Toward whole-genome inference of polygenic scores with fast and memory-efficient algorithms.

With improved whole-genome sequencing and variant imputation techniques, modern genome-wide association studies (GWASs) have enriched our understanding of the landscape of genetic associations for thousands of disease phenotypes. However, translating the marginal associations for millions of genetic variants to integrated polygenic risk scores (PRSs) that capture their joint effects on the phenotype remains a major challenge. Due to technical and statistical constraints, commonly used PRS methods in this setting either perform heuristic pruning and thresholding or overlook most genetic association signals by restricting inference to small variant sets, such as HapMap3. Here, we present a set of algorithmic improvements and compact data structures that enable scaling summary-statistics-based PRS inference to tens of millions of variants while avoiding numerical instabilities common in such high-dimensional settings.

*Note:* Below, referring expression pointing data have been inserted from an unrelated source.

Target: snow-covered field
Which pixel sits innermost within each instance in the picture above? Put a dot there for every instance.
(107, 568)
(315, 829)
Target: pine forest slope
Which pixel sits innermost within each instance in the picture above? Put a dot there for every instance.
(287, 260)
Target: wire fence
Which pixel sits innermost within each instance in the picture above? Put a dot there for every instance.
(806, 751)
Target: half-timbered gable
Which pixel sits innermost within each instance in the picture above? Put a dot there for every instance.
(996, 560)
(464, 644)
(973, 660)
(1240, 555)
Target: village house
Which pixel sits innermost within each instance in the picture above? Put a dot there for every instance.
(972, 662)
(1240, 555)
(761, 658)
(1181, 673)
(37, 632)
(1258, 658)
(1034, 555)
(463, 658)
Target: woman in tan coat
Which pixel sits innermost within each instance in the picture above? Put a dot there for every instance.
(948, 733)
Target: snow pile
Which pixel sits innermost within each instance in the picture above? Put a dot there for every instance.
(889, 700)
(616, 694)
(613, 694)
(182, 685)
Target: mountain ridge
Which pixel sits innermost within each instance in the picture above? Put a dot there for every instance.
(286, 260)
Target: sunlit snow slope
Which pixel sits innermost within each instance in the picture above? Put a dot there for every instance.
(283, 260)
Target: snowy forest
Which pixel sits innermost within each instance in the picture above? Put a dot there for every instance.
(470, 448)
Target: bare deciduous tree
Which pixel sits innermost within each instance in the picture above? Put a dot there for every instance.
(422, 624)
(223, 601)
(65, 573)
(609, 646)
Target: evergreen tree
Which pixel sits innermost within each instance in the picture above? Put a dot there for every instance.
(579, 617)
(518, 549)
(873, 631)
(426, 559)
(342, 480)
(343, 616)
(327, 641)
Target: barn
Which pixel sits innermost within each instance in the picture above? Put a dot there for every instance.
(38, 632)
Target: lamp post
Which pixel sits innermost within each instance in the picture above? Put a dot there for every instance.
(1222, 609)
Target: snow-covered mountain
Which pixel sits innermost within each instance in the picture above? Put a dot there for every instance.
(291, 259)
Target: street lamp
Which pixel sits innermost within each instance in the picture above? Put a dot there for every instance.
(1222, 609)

These enhancements consist of highly compressed linkage-disequilibrium (LD) matrix format, which integrates with streamlined and parallel coordinate-ascent updating schemes. When incorporated into our existing PRS method (VIPRS), the proposed algorithms yield over 50-fold reductions in storage requirements and lead to orders-of-magnitude improvements in runtime and memory efficiency. The updated VIPRS software can now perform variational Bayesian regression over 1.1 million HapMap3 variants in under a minute. Using this scalable implementation, we applied VIPRS to 75 of the most heritable, continuous phenotypes in the UK Biobank, leveraging marginal associations for up to 18 million bi-allelic variants. These experiments demonstrated that VIPRS is 1-2 orders of magnitude more efficient than popular baselines while being competitive with the best-performing methods in terms of prediction accuracy.